Wireless refers to the method of transferring information between computing devices, such as a personal data assistant (PDA), and a data source, such as an agency database server, without a physical connection. Not all wireless communications technologies are mobile. For example, lasers are used in wireless data transfer between buildings, but cannot be used in mobile communications at this time.
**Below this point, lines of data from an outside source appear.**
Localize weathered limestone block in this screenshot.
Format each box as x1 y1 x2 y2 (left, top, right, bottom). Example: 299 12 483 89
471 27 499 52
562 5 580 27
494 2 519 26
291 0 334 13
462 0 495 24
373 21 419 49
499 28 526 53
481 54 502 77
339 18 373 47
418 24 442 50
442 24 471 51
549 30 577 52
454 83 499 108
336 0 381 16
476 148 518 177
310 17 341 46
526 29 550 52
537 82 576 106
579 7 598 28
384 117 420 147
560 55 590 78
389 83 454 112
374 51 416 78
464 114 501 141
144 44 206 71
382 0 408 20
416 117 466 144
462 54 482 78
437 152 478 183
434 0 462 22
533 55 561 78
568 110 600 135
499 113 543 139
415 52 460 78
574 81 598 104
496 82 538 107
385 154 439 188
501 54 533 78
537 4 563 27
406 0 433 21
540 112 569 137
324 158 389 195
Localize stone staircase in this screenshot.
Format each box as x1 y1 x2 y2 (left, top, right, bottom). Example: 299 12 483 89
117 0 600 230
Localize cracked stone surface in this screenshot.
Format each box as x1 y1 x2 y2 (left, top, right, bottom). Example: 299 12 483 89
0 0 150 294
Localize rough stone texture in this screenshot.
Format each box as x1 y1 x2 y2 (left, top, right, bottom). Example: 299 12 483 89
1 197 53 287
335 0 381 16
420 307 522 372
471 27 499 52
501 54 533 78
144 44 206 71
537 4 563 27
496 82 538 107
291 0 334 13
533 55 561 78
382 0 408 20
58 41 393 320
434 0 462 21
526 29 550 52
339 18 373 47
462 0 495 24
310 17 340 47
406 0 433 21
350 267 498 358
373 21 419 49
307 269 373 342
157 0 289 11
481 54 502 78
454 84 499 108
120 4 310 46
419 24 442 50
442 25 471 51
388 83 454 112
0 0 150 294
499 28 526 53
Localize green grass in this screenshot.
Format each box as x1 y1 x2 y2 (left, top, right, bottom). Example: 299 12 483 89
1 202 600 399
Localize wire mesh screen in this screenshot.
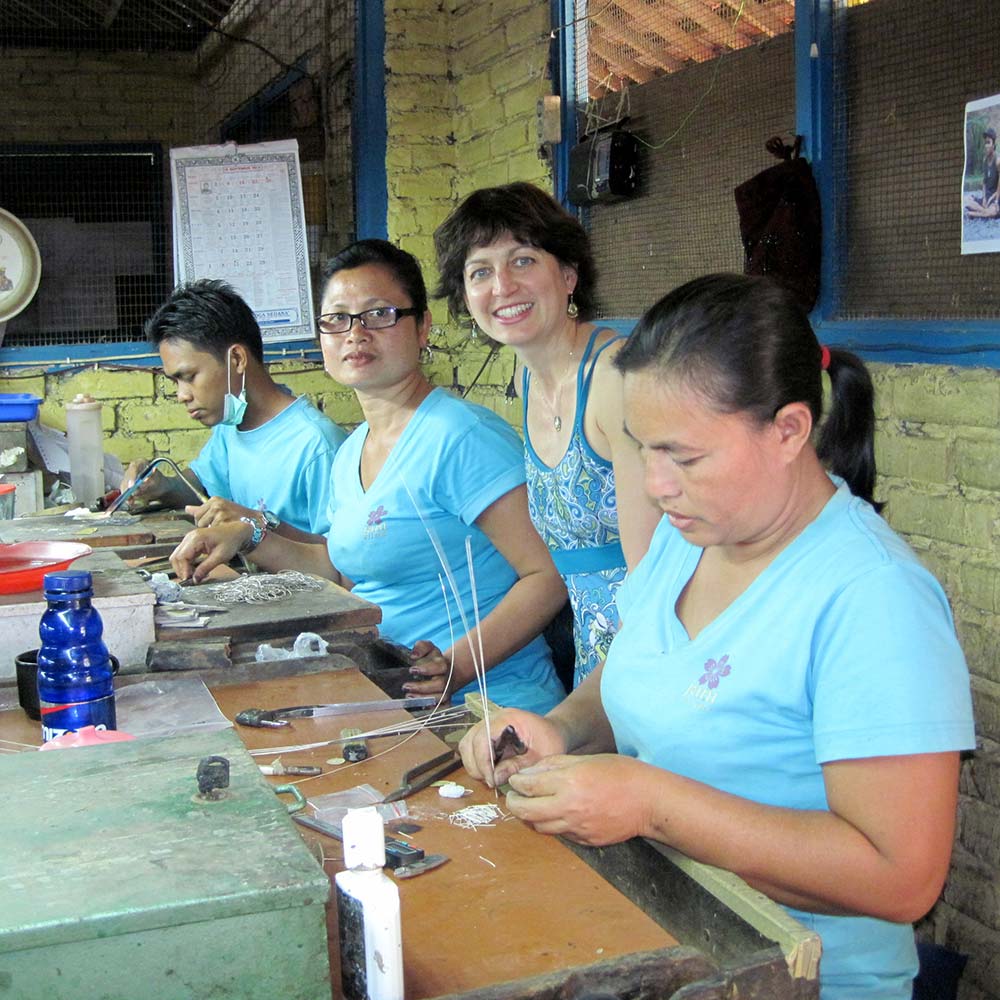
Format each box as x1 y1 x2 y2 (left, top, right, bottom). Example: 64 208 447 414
0 0 353 349
830 0 999 320
569 0 796 319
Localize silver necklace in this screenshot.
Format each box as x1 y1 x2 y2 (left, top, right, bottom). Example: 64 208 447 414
537 350 574 431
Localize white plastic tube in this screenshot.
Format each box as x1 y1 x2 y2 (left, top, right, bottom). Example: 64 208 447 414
65 393 104 506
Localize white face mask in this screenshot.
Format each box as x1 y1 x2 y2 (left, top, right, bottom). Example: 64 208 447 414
221 346 247 427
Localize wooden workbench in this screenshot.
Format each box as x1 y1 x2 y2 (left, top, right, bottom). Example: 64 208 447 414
0 510 193 551
0 668 819 999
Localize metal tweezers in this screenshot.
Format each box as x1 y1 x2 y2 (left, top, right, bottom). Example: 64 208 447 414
382 749 463 803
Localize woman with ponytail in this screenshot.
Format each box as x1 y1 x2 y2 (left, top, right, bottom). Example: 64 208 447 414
459 274 975 1000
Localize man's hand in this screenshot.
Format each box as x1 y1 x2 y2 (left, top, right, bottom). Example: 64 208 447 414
185 498 259 529
118 460 165 506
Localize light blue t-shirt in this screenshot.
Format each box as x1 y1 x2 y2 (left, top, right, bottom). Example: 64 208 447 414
326 388 564 714
602 481 975 1000
190 395 346 535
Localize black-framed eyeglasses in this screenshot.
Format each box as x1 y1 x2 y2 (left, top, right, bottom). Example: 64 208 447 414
316 306 421 336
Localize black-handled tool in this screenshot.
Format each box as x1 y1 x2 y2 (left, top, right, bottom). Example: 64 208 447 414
291 813 425 870
236 696 438 729
382 750 462 803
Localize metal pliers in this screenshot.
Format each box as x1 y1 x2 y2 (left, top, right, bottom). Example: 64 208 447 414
235 696 437 729
383 750 463 803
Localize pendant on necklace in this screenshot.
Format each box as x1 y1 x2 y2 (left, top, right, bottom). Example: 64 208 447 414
553 415 562 431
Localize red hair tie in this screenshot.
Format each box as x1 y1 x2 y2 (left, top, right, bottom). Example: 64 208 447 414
820 345 831 371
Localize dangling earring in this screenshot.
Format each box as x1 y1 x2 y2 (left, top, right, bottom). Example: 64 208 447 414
504 356 518 404
419 345 433 364
567 294 579 319
468 318 480 341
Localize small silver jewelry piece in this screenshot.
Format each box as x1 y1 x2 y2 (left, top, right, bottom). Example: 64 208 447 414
553 415 562 431
209 571 325 604
419 345 433 364
566 294 579 319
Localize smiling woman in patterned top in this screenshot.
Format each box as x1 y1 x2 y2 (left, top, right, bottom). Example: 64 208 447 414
435 183 661 689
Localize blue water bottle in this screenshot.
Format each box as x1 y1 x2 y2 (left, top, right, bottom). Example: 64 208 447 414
37 569 117 742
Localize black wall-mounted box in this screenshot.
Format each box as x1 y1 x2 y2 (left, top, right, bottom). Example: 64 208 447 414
567 130 640 206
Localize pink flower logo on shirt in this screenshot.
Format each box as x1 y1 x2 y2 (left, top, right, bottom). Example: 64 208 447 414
699 655 732 689
367 505 387 527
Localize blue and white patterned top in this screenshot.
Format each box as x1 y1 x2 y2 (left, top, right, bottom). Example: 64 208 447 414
524 328 627 687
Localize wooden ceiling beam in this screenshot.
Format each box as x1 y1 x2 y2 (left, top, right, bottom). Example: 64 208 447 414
588 54 617 98
590 17 680 74
605 0 717 64
6 0 62 29
589 34 658 84
732 0 795 37
40 0 97 29
682 0 761 49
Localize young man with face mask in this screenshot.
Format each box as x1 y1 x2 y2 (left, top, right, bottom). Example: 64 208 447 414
120 279 347 541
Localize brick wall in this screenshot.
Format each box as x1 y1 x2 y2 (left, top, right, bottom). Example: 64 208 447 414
0 48 198 145
382 0 553 427
873 367 1000 998
1 4 997 993
0 361 360 472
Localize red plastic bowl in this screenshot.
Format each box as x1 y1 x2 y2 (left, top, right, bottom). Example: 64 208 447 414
0 541 93 595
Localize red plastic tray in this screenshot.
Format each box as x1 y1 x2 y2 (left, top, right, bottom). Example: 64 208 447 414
0 541 93 594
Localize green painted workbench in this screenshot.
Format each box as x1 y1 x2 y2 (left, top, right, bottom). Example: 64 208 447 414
0 727 331 1000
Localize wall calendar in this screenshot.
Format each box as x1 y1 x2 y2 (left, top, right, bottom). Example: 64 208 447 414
170 139 313 343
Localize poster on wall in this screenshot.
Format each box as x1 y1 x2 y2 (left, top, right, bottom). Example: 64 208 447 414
961 95 1000 255
170 139 313 342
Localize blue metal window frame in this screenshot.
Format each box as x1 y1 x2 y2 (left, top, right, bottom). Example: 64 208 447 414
354 0 388 240
0 1 392 371
797 0 1000 367
553 0 1000 367
0 143 169 368
551 0 577 207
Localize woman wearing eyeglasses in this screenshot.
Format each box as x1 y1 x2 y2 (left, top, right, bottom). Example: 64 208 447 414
170 239 567 713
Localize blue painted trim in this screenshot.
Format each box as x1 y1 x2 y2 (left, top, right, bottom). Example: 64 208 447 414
0 339 323 371
794 0 1000 366
354 0 388 239
596 314 1000 368
796 0 837 321
551 0 576 203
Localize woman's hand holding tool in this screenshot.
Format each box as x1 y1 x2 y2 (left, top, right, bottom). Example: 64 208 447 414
505 753 655 847
458 708 567 789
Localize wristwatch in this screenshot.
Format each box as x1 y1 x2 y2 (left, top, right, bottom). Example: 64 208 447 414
260 509 281 530
238 515 266 553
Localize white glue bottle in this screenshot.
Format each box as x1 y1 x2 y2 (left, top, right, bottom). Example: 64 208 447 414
335 806 404 1000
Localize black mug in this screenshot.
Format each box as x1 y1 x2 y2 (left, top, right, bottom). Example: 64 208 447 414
15 649 120 721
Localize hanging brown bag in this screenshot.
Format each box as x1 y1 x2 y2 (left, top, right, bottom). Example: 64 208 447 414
734 135 822 312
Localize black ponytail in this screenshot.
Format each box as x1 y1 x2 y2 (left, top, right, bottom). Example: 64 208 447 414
615 274 882 511
816 348 882 511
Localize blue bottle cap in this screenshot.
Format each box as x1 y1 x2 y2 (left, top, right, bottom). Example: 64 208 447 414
43 570 94 595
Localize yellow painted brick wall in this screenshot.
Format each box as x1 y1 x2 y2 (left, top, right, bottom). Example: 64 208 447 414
0 360 361 470
0 49 198 145
382 0 554 429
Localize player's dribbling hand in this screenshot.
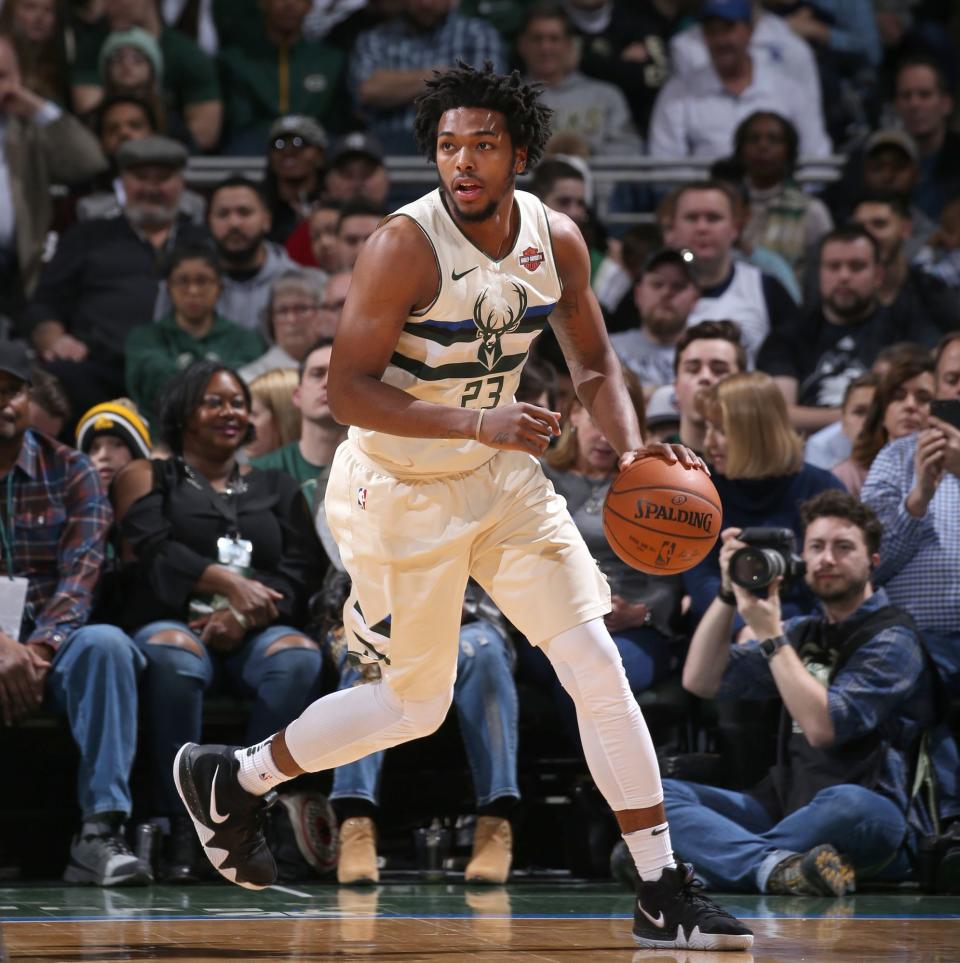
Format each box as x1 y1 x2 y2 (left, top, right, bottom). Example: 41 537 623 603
477 402 562 456
620 443 708 473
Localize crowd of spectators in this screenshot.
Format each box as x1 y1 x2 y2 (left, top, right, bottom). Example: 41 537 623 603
0 0 958 901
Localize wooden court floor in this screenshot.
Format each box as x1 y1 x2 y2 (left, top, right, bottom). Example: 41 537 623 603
1 882 958 962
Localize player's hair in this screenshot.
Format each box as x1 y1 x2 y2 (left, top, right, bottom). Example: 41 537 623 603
413 60 553 169
850 355 935 470
695 371 802 479
297 336 334 383
799 489 882 556
841 371 879 409
854 189 911 220
673 320 747 376
157 361 254 453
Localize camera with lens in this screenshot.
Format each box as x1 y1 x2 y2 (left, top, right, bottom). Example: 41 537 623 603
729 527 806 590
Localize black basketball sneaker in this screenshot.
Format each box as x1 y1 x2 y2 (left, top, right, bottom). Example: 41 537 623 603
633 860 754 950
173 743 278 890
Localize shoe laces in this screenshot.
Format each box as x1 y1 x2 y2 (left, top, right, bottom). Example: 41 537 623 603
88 831 134 859
677 864 740 923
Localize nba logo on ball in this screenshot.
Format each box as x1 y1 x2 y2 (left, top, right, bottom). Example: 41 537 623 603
603 456 722 575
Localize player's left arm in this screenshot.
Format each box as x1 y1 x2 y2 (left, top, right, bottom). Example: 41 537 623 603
547 211 701 470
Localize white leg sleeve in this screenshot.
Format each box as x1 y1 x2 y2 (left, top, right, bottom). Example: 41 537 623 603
283 678 453 773
541 618 663 812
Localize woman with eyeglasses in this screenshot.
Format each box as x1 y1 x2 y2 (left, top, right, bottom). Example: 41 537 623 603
125 246 265 422
112 360 327 882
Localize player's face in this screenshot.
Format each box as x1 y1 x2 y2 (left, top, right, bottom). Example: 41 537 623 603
436 107 527 224
936 339 960 400
803 516 875 605
883 371 934 441
841 385 874 441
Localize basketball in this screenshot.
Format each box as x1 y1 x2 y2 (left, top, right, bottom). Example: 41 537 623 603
603 456 722 575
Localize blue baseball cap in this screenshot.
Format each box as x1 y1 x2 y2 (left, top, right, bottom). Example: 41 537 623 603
700 0 752 23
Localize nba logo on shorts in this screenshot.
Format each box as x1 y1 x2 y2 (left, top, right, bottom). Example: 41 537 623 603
357 487 368 509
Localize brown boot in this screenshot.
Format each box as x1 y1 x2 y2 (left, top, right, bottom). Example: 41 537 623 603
465 816 512 884
337 817 379 885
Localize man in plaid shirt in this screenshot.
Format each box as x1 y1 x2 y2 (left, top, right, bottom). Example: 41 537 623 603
0 343 149 886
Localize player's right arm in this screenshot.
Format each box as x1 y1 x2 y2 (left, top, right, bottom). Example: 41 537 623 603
328 217 560 453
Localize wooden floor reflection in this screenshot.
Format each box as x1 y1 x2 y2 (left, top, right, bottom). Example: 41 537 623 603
4 917 960 962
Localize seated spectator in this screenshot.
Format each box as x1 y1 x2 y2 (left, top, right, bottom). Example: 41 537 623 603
27 135 208 414
112 361 326 882
0 0 70 105
891 54 960 220
348 0 506 155
852 191 960 347
610 248 700 393
240 271 325 383
685 371 844 632
205 176 315 332
70 0 222 151
916 197 960 292
516 3 641 157
126 246 265 421
218 0 345 154
246 368 301 460
664 320 747 453
650 0 831 161
667 491 937 894
0 342 149 886
804 371 878 471
27 366 72 440
733 111 833 287
286 197 341 270
323 133 390 207
334 200 383 271
316 268 351 338
670 0 822 109
264 116 328 245
861 331 960 696
76 95 206 225
668 181 800 366
75 398 152 493
563 0 678 132
0 30 106 313
329 575 521 885
643 385 682 445
252 339 345 500
833 355 935 498
97 27 167 134
758 226 906 433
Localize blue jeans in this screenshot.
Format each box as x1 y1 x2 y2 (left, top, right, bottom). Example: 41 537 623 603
44 625 144 819
133 620 322 814
662 779 912 892
920 631 960 821
331 619 520 807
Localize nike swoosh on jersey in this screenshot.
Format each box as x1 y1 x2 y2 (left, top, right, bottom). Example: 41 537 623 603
451 266 478 281
638 903 666 928
209 766 229 824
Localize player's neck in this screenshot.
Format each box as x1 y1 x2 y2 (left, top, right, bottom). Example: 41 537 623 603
446 190 519 261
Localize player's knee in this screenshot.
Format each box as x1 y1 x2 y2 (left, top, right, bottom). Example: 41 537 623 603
146 629 204 659
402 690 453 738
264 633 320 658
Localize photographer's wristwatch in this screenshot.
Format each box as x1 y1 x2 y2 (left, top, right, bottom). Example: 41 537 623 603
759 634 788 661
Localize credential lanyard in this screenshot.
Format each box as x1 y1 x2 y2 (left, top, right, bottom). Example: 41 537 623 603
0 473 15 579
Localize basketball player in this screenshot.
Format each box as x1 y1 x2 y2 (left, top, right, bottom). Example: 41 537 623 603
173 63 752 952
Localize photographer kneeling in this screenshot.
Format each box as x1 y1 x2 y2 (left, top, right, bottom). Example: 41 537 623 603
666 490 936 895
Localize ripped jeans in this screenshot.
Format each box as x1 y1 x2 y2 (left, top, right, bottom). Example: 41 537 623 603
329 618 520 807
133 620 322 814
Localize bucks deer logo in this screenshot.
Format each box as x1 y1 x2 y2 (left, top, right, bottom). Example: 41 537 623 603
473 281 528 370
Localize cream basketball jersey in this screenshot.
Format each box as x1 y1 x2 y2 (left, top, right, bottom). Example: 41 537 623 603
350 188 562 475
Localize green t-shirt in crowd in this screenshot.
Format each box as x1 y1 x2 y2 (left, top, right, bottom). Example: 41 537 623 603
253 442 331 512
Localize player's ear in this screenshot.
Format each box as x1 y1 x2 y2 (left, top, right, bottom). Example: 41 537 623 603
515 146 528 174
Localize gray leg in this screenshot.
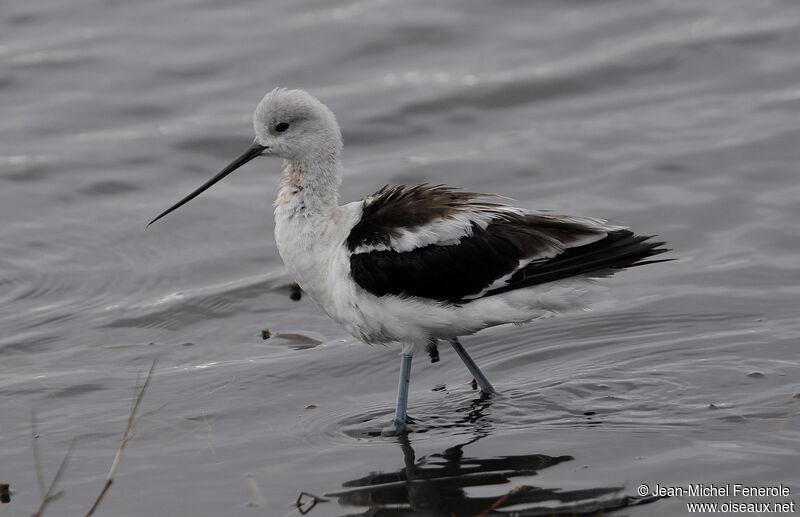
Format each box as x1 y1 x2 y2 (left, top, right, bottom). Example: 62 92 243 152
449 338 497 396
383 353 413 436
Mobile simply describes a computing device that is not restricted to a desktop. A mobile device may be a PDA, a "smart" cell phone or Web phone, a laptop computer, or any one of numerous other devices that allow the user to complete computing tasks without being tethered, or connected, to a network. Mobile computing does not necessarily require wireless communication. In fact, it may not require communication between devices at all.
.. Mobile devices
Here we have seven different types of mobile devices:
Laptop computers
PDA’s and handheld PCs
Pagers
Smart phones and cellular phones
Task devices, such as bar code scanners
Blue tooth
Bridge
.. Challenges in mobile computing
Wireless and mobile environments bring different challenges to users and service providers when compared to fixed, wired networks. Physical constraints become much more important, such as device weight, battery power, screen size, portability, quality of radio transmission, error rates. The major challenges in mobile computing are described including: low bandwidth, high error rate, power restrictions, security, limited capabilities, disconnection and problems due to client mobility.
.. Low Bandwidth
Wireless networks deliver lower bandwidth than wired networks. As a result, mobile applications have to be carefully designed to control the bandwidth consumption. Software techniques required to improve effective bandwidth usage include data compression logging requests to combine multiple short ones, lazy write back, difference-based updates, caching, prefetching, usage of proxy, priority scheduling, etc.
.. High Error Rate
The network quality varies as the mobile computer moves across the heterogeneous network connections. The wireless environment exhibits higher error rates, which results in retransmission and affects the Quality of Service. By minimizing the usage of wireless transmission, the data is less exposed to transmission errors. In addition, error correction schemes can be employed to improve performance. However, these schemes also add to the communication overhead and reduce the usable bandwidth.
.. Power Limitations
Mobile computers are concerned with the limited power supply, an issue that does not appear in distributed wired environment. Hardware improvements on batteries can help to lengthen the life of a charge and reduce battery weight. In addition, efficient software operations can help to lower the power consumption. Examples include: shifting the processing to a fixed host, aggressively caching and prefetching data to reduce disk traffic, and transmitting less data while receiving more
.. Security
Security and privacy are of specific concerns in wireless communication because of the ease of connecting to the wireless link anonymously. Common problems are impersonation, denial of service and tapping. The main technique used is encryption. In personal profiles of users are used to restrict access to the mobile units.